View Full Version : Barney and possible cushings?
Hi
I'm looking for some advice as my 14yo mixed breed terrier is having a CCR & LDDS today.
He started to display a few cushings symptoms approx 6 weeks ago:
panting
drinking and peeing
exercise intolerance
distended tummy
We took him to our regular vet where they did some blood work, his liver values & cholesterol came back high so they put him on destolit, denamarin & a weeks course of antibiotics.
They started banding around the cushings / liver failure / diagnosis so we asked to be referred to a IMS.
We were referred last week and he had a x ray and ultrasound.
The ultrasound revealed one adrenal gland is enlarged. Again the IMS said that cushings was a possibilty and that he needs further tests to try and rule it out as it is so hard to diagnose.
So today he is back at his regular vets for further tests.
He has had some further bloodwork done which has revealed significant improvements in his liver values (i don't have copies yet but will ask for some later today)
His clinical signs have also improved with his drinking and peeing back to normal and no panting.
I'm trying not to get my hopes up as the vet said that the clinical signs can come and go and that we may have caught it really early.
What I'm trying to understand is that even if the 2 tests come back negative today he may still have cushings? Because of the enlarged adrenal gland?
What sort of treatment is advised in this instance - where he shows no clinical signs?
Would removal of the adrenal gland be appropriate.
Thanks in advance for any advice or questions I should be asking my vets.
labblab
09-19-2016, 09:08 AM
Hello and welcome to you and Barney!
The majority of Cushing's cases in dogs result from pituitary tumors, and in those instances it would be very unusual for overt symptoms to come and go if the disease is left untreated. A much smaller percentage of dogs suffer from adrenal tumors, and there is one rare type -- the pheochromocytoma -- that is often associated with intermittent symptoms that result from "bursts" of hormone overproduction. This type of tumor can cause the more traditional types of Cushing's symptoms such as excessive thirst and urination. But the greatest short-term dangers stem from blood pressure spikes and heart/stroke risks resulting from overproduction of epinephrine.

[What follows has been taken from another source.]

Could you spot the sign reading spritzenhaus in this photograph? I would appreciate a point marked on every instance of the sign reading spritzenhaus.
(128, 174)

Enlargement of one adrenal gland does suggest the possibility of a tumor. If so, I would have hoped that the ultrasound would have provided some detailed visualization of an actual mass or growth. Was the IMS unable to report anything other than just that there was gland enlargement? It may be the case that additional imaging may be required to better identify the adrenal abnormality. If an adrenal tumor is present, the only permanent cure is to remove the adrenal gland. However, this type of surgery is a very expensive and very serious undertaking.
It will be very interesting to see how today's tests turn out. But if your dog does suffer from a pheochromocytoma, I believe it is indeed possible that today's tests that measure overproduction of cortisol may turn out negative. That is because it may be the intermittent overproduction of a hormone other than cortisol that is the basis for Barney's observable symptoms.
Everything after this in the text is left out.